- Born: February 26, 1894 Peking, China
- Died: July 22, 1978 (aged 84) Kennett Square, Pennsylvania, U.S.
- Occupation: sinologist
- Known for: architect of Yale University's Chinese language program
- Notable work: "Yale system" of Chinese grammar
- Spouse: Constance Latimer Sargent ​ ​(m. 1925)​
- Children: 4
- Father: Courtenay Hughes Fenn

= Henry Courtenay Fenn =

American sinologist (1894–1978)

Henry Courtenay Fenn (February 26, 1894 – July 22, 1978) was an American sinologist and architect of Yale University's Chinese language program.

==Early life==
Henry Courtenay Fenn was born on February 26, 1894, in Peking (later Beijing), China, to Alice Holstein (née May) and Courtenay Hughes Fenn.
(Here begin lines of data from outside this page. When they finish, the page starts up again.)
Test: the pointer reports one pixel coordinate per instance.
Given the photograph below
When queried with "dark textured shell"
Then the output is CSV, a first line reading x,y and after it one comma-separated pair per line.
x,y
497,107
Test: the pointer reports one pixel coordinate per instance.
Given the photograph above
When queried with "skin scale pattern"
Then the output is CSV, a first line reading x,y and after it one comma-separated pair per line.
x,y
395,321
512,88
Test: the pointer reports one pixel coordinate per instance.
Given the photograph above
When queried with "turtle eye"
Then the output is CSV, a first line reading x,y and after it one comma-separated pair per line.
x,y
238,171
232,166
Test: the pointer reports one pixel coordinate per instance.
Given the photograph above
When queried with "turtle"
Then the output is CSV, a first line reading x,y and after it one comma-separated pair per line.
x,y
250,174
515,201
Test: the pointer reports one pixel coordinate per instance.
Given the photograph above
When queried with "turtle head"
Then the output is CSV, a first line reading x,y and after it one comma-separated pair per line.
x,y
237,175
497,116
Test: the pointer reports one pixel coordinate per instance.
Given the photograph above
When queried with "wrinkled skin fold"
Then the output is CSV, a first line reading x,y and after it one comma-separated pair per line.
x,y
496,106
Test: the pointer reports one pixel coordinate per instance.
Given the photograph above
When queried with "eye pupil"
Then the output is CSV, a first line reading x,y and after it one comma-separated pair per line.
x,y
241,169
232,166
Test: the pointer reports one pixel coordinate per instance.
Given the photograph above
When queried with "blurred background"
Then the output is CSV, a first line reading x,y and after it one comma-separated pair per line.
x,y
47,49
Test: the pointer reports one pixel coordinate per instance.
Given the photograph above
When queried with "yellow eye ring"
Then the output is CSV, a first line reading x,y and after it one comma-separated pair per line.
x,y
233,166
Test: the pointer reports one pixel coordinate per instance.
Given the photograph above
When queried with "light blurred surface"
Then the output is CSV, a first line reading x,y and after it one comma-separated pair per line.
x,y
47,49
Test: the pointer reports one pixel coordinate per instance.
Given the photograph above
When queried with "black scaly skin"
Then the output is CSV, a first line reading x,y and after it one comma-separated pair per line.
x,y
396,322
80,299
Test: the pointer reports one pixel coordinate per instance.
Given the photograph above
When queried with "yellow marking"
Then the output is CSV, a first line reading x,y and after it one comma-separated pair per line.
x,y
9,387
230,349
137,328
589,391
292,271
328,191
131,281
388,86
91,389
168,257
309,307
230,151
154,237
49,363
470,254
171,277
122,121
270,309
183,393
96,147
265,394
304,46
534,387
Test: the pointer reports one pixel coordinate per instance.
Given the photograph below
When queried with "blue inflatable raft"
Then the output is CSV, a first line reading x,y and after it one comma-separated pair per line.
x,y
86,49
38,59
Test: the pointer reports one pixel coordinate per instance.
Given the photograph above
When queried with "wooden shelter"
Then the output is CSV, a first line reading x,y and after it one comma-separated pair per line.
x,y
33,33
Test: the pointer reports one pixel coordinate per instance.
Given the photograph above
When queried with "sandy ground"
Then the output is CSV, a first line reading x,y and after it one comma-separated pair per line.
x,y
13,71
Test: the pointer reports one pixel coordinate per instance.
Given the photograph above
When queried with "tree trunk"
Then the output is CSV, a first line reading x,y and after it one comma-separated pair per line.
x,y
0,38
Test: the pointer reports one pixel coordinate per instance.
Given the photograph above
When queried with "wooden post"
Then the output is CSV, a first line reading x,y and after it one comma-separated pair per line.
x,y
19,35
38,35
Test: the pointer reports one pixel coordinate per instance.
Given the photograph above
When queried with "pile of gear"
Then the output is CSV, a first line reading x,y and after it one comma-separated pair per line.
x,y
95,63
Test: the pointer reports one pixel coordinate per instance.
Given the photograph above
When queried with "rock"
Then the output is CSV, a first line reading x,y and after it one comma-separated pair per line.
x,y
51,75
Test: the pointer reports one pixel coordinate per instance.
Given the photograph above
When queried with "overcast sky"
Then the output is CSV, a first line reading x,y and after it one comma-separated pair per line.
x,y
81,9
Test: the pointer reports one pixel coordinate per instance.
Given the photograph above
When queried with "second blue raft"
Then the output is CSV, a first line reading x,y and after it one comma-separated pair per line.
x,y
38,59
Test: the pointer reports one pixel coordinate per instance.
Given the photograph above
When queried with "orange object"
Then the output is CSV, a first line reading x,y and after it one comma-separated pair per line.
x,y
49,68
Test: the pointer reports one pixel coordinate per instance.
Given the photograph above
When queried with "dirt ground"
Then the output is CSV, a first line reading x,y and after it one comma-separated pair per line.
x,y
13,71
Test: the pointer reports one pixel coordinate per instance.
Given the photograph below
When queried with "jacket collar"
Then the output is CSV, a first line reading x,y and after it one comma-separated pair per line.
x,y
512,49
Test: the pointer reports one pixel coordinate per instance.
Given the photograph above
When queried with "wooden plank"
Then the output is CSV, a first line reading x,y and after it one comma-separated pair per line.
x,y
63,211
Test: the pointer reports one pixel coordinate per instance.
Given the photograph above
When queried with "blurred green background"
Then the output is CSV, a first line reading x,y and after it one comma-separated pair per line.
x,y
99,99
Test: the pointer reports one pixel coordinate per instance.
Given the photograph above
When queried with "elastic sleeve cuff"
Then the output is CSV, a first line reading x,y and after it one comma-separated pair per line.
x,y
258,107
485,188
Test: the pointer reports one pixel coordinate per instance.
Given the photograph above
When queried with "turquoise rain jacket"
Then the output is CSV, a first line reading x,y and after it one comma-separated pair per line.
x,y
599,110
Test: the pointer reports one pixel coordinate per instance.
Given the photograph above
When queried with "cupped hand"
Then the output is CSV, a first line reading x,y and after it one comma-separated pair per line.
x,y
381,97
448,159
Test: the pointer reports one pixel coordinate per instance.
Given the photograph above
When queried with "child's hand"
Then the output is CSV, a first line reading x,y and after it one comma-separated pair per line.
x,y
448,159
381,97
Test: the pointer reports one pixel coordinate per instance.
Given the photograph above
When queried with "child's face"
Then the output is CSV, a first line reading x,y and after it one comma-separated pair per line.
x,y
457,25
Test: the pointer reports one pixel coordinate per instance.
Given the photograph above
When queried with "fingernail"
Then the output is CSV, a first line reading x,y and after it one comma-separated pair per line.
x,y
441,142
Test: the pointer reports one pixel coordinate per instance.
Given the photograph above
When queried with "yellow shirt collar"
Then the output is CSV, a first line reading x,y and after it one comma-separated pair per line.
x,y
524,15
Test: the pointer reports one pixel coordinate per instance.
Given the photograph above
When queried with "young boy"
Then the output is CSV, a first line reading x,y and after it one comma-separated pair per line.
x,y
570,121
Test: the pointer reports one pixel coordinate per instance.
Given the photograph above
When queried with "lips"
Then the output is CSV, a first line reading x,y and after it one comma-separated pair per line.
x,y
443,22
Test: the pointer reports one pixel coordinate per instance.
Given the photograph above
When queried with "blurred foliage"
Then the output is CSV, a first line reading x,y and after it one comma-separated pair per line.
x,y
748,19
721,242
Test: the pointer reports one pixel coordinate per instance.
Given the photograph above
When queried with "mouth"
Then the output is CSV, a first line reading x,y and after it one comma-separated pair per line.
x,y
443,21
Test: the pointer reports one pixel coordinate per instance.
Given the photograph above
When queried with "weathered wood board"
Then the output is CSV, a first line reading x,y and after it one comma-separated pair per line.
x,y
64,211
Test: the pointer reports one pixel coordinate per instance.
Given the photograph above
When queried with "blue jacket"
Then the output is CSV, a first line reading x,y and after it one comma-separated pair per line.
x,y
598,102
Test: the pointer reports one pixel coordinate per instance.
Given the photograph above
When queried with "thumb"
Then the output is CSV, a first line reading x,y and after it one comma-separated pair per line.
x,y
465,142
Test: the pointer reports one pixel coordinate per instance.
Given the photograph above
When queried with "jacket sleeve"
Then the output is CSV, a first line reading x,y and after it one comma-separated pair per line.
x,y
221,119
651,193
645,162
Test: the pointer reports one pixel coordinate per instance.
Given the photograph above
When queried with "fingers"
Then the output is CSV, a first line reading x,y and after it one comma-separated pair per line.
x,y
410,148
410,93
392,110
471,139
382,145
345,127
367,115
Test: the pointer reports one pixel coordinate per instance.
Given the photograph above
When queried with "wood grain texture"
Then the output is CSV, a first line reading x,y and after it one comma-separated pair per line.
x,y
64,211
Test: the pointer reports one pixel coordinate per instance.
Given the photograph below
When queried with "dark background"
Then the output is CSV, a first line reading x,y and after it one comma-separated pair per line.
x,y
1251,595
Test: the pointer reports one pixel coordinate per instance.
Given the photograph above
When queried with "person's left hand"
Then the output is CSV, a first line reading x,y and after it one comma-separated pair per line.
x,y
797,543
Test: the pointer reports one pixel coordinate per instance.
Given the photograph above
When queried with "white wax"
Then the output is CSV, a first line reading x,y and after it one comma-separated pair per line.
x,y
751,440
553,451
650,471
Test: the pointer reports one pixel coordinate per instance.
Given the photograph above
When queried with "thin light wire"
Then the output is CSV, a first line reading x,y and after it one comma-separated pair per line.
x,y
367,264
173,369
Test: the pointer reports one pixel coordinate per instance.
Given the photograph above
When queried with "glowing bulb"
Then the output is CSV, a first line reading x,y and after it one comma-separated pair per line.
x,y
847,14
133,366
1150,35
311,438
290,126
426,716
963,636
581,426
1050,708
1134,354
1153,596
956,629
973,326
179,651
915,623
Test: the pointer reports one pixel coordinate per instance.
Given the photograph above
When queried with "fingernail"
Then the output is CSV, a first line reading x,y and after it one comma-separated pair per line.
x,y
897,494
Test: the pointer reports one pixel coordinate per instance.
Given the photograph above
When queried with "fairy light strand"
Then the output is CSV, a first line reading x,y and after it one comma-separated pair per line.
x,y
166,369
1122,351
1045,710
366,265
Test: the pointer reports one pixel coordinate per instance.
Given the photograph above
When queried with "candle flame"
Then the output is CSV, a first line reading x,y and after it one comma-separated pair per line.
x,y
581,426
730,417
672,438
His father was a missionary to China and compiler of The Five Thousand Dictionary. He grew up in Peking.

==Career==
Fenn was active in the "Yale system" of Chinese grammar developed by himself, George Kennedy, Gardner Tewksbury, Wang Fangyu and others working in the Institute of Far Eastern Languages (IFEL) at Yale in the late 1940s. During World War II, he conducted a Chinese program at Yale for the military. He was director of the IFEL from 1952 to 1962. He then became director emeritus.

After his mandatory retirement from Yale, he set up a Chinese language department at Dartmouth College. Starting in 1966, he spent three years at Washington University in St. Louis. At Washington University, he was the acting chairman of the department of Chinese and Japanese from 1966 to 1967. He retired in 1968.

==Selected works==
- Songs from Hypnia, Henry C. Fenn, 1915
- A Syllabus of the History of Chinese Civilization and Culture, by L. C. Goodrich and H. C. Fenn, 1929, 1941
- Beginning Chinese, by John De Francis, edited by Henry C. Fenn and George A. Kennedy, 1946
- Chinese characters easily confused, Henry C. Fenn, 1953
- Chinese dialogues, edited by Henry C. Fenn & Pao-che`n Lee, 1953
- Speak Mandarin, by Henry C. Fenn and Gardner M. Tewksbury, Yale University Press, New Haven, Conn., 1967
- "Introduction to Chinese Sentence Structure," by Henry C. Fenn, date unknown.

==Personal life==
Fenn married Constance Latimer Sargent on January 27, 1925. They had four sons, H. Courtenay Fenn, Robert S., David, and Donald L.

Fenn died of a heart attack on July 22, 1978, at Kendall Longwood Retirement Community in Kennett Square, Pennsylvania.